OIL: WTI & Brent have stuck to tight ranges during Asia hours, and both sit around $0.15 below settlement levels. This comes after WTI shed ~$0.65 on Thursday, while Brent lost ~$0.40. The latest IEA monthly report added some pressure to crude on Thursday, even as demand growth exp. were left unch., unlike the recent EIA & OPEC reports, with both of those bodies trimming their respective ’19 demand exp. The IEA noted that “while the relentless stock builds we have seen since early ’18 have halted, this is temporary. Soon, the OPEC+ producers will once again see surging non-OPEC oil production with the implied mkt balance returning to a sig surplus & pressuring the prices. The challenge of mkt management remains a daunting one well into ’20.”- The OPEC+ JMMC meeting was a bit of a damp squib. The Omani Oil Min noted that the ’20 outlook is not very good, while we learnt that Iraqi & Nigerian non-compliance to production cuts was a major point of discussion & perhaps a hindrance to deeper cuts. The Iraqi Oil Min tried to provide some reassurance that his country will provide deeper production cuts in Oct, while Saudi committed to sub-10mn bpd production through year-end.

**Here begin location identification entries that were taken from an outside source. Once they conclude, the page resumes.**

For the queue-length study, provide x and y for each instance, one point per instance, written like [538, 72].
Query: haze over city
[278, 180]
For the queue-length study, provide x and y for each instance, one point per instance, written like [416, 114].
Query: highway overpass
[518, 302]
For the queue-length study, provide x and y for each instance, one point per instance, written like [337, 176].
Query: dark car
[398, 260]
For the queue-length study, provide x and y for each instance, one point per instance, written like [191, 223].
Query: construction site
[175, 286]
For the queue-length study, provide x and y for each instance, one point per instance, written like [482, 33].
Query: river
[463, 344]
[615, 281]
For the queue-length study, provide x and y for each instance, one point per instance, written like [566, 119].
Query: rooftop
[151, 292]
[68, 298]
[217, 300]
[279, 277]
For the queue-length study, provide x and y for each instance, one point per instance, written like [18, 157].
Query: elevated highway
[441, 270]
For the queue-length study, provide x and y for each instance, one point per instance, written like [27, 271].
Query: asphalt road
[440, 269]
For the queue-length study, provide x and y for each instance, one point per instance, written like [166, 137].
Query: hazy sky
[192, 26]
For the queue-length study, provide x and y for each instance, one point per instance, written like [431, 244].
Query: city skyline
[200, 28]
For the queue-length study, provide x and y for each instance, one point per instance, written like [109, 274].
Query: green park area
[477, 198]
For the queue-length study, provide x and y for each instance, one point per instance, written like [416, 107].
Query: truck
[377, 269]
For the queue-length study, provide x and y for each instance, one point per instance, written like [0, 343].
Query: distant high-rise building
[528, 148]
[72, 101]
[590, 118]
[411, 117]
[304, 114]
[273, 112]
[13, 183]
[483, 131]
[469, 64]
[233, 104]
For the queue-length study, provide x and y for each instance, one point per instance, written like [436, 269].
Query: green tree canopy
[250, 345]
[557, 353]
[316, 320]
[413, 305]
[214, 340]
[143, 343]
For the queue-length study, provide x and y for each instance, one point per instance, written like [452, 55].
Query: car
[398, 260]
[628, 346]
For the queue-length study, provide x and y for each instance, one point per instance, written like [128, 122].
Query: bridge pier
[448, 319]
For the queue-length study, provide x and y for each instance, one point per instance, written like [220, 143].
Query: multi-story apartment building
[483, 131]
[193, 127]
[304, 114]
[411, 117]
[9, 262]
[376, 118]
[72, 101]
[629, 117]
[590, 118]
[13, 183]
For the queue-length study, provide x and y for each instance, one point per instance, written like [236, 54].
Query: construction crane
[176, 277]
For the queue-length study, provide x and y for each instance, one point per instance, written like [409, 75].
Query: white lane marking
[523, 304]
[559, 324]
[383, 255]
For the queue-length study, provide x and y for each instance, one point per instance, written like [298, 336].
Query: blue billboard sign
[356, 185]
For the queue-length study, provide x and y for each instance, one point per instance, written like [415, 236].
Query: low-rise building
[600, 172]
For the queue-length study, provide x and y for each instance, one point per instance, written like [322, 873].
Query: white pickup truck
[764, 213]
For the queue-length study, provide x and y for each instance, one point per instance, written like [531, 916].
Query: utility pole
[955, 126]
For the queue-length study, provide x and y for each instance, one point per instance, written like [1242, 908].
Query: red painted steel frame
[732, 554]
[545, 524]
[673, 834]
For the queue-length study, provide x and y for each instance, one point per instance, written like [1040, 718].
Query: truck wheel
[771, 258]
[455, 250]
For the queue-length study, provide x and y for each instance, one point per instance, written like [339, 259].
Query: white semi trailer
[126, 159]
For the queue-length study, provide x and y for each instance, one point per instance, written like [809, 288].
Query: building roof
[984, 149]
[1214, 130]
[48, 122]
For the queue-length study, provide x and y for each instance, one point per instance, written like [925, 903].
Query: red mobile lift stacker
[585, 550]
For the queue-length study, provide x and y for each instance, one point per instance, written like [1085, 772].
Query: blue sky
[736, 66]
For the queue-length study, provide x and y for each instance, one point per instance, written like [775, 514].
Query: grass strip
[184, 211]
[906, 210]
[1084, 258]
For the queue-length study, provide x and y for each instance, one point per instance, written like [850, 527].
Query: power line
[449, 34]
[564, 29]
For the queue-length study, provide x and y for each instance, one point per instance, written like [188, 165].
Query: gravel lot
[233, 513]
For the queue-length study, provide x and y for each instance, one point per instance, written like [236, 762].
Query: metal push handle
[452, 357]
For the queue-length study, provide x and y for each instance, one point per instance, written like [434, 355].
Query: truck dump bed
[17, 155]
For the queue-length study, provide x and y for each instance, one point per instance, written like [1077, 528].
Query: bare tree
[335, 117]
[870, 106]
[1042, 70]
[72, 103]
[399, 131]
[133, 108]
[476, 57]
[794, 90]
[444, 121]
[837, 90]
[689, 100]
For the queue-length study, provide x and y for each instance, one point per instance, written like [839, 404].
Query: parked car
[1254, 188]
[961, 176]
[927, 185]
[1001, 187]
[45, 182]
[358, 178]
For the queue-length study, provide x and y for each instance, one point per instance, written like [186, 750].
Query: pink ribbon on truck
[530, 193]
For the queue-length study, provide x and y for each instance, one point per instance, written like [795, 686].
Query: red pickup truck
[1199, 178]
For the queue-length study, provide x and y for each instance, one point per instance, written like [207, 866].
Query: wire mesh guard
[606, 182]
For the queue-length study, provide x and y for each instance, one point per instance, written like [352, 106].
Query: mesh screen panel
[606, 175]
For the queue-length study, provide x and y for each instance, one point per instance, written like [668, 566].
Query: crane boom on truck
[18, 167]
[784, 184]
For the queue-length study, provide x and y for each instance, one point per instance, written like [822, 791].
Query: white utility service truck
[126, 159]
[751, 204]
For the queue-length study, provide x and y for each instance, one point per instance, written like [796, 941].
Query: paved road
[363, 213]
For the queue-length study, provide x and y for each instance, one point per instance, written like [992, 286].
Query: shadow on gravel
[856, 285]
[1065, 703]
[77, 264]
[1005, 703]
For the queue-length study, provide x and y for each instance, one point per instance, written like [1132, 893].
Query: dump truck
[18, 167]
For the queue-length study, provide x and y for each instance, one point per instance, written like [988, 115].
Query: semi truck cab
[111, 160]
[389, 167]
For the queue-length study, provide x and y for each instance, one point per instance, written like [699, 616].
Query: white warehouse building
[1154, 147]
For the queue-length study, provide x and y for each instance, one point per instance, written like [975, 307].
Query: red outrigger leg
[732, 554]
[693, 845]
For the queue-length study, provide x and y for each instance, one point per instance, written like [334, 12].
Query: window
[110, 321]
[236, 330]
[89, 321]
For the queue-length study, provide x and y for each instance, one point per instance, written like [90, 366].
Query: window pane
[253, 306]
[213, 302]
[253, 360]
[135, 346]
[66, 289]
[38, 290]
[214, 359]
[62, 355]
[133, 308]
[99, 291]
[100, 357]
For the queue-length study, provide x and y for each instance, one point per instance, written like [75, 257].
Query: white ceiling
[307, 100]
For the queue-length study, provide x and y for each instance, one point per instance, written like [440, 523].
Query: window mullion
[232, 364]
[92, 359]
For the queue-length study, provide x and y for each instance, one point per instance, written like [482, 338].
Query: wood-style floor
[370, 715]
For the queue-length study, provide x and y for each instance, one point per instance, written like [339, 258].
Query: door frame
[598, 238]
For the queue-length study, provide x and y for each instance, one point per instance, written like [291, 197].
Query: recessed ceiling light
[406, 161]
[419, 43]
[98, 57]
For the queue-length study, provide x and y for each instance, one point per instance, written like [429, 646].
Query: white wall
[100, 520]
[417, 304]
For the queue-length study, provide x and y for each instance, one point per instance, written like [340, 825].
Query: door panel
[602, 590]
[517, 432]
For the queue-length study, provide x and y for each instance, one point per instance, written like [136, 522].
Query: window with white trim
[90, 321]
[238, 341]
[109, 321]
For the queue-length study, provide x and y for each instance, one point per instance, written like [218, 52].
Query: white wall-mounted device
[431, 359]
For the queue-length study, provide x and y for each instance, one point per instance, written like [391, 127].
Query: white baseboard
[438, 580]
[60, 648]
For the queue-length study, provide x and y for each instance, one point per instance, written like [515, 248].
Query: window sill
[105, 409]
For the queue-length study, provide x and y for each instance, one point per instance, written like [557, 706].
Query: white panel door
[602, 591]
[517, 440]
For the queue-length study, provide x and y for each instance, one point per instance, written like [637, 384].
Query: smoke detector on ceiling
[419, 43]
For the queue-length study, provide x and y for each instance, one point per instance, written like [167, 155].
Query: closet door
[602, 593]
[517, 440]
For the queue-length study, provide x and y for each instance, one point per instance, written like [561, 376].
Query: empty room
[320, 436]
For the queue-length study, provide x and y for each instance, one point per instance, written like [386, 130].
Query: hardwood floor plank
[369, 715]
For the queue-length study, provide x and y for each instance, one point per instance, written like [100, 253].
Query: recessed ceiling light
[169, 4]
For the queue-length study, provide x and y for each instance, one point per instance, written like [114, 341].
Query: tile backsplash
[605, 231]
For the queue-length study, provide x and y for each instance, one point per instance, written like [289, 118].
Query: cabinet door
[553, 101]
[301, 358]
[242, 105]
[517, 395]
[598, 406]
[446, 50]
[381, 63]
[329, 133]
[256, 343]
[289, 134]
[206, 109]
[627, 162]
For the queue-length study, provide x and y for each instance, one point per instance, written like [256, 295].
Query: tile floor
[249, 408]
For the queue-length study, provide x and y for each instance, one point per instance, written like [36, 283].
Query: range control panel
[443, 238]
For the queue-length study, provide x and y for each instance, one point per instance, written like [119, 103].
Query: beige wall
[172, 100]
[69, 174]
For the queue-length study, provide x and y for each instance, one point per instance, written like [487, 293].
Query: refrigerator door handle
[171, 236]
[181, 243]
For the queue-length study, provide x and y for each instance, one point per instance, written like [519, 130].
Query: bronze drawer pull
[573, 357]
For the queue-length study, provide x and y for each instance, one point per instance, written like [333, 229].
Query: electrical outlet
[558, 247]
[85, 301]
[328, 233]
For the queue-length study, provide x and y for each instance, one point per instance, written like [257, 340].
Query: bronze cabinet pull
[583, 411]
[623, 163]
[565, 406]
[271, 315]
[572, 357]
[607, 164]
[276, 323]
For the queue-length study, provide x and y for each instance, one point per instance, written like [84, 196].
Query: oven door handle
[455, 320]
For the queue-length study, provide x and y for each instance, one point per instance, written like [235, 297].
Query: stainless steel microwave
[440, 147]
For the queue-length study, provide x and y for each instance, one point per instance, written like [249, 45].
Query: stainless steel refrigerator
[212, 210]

GOLD: Gold has been limited to a ~$5 range in Asian hours in the wake of the volatility that was observed on Thursday, which was a result of the ECB MonPol decision (and subsequent source report), U.S. CPI & trade war developments/rumours.- Participants looked through Trump’s latest round of comments made during Asian hours, with U.S. Tsy yields range bound and liquidity thinned by several regional holidays.- Spot gold last trades at ~$1,497/oz, $2 or so lower on the day.- The initial technical parameters are defined by support at $1,487.1/$1,484.6, trendline support drawn off the May 30 low/Sep 10 low, with resistance seen at $1528.3, the Sep 6 high.
FOREX: A quiet spell lasted uninterrupted through the Asia-Pacific session. Amid little fresh signals, focus remained on yesterday’s package of monetary stimuli deployed by the ECB, as well as gradual de-escalation in Sino-U.S. trade spat. Elsewhere, U.S. President Trump noted that a tax cut for middle-income Americans will be announced sometime in the next year & mentioned that he wants a full trade deal with China, but would consider an interim accord.- JPY softened a touch as aforesaid trade & ECB developments supported regional equity markets. CAD and NOK slightly faded in sync with crude oil. AUD garnered some strength, but its Antipodean cousin failed to follow suit. Worth highlighting that price action was very tight in the G10 FX space.- Holiday market closures in China, Taiwan and South Korea played a role in limiting activity. USD/CNH slid breaking under yesterday’s low eventually.
BUND TECHS: (Z9) RECOVERY LIKELY A CORRECTION
Z9 Bund was firmer yesterday however for now, the bearish threat remains in place. The recent sell-off follows the confirmation last week of a double top reversal. This continues to weigh and momentum studies remain bearish too. Prices have tested the 173.72, 38.2% retracement with the 50-day EMA at 173.51. This latter level represents a key support. For now the evidence still points to weakness with resistance at 175.34.
EUROSTOXX50 has confirmed a clear break of 3494.66, 76.4% retracement of the Jul 25 – Aug 15 decline. Bullish trend conditions remain in place and yesterday’s move higher reinforces this. Tuesdays doji candle pattern, a bearish signal is no longer a concern and this also highlights the current bullish sentiment. Support to monitor for now is 3479.58, Sep 10 low. While this holds, look for the index to extend the upside towards 3539.94 and 3573.57.